To get back to the initial discourse on the glowing president that we never had, it may be necessary to draw attention to some of the interesting ideas of that crowd of aspirants. It is not entirely irrelevant, for example, that Ezekwesili’s campaign riff of empowering the youth and women, would appear to have been adopted, at least in rhetoric by Buhari in the early flush of victory. Some of her other ideas, such as making the Nigerian National Petroleum Corporation to face the market, without necessarily selling it off, also deserves attention, in view of the moral torpor that pervades the Octopus. Moghalu, who was endorsed by Soyinka’s Citizenship Forum had promised to raise a world-class, first eleven managerial team that would pursue evidence-based public policy, as well as integrate education with the economy, in ways that mainstream innovation and skill acquisition. He had also pledged to stop medical tourism by upgrading to 15%, the percentage share of health to the total budget. Worthy of attention too, is Mailafia’s proposed educational project, which would at once increase the literacy rate and make intellectual capital, the basis of development. To tackle security issues, he sketched out a plan to modernise the police, by emphasising intelligence gathering capacity, as well as create a military-industrial complex to fast-track Research and Development. At first blush, Sowore’s plan to raise the minimum wage to N100,000 may sound absurd, but it speaks to the need to restructure an economy that is badly skewed in favour of an affluent and largely unproductive minority.

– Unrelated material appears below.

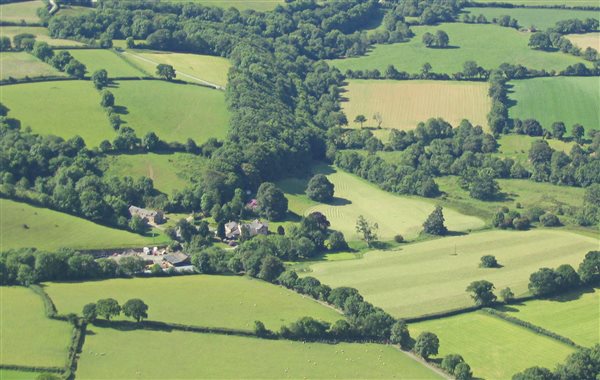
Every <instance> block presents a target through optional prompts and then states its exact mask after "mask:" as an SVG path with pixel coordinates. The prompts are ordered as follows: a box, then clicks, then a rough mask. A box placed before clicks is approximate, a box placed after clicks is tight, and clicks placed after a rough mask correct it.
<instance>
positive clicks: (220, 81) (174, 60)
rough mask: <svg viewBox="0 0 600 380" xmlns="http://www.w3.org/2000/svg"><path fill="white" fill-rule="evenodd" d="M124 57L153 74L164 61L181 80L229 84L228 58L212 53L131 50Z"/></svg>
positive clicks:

An interesting post on social media had one of Sowore’s fanatical supporters replying to a commentator who had mocked the principal over his electoral loss. Sowore’s advocate reminded the critic that the former has a Green Card, and is therefore innoculated from the woes of poor leadership in our clime. It is Nigerians, he argued, who will have to put up with a malfunctioning system that does not guarantee health services, stable electricity, decent roads, quality education, and employment.

Food for thought, I dare say, but all hope is not lost, if the learning curve of our leaders finds a way to incorporate some of the sound ideas canvassed in the course of the campaign, and perhaps deploy some of these campaigners in the position of ministers or special advisers, so that the nation can benefit from their ideas.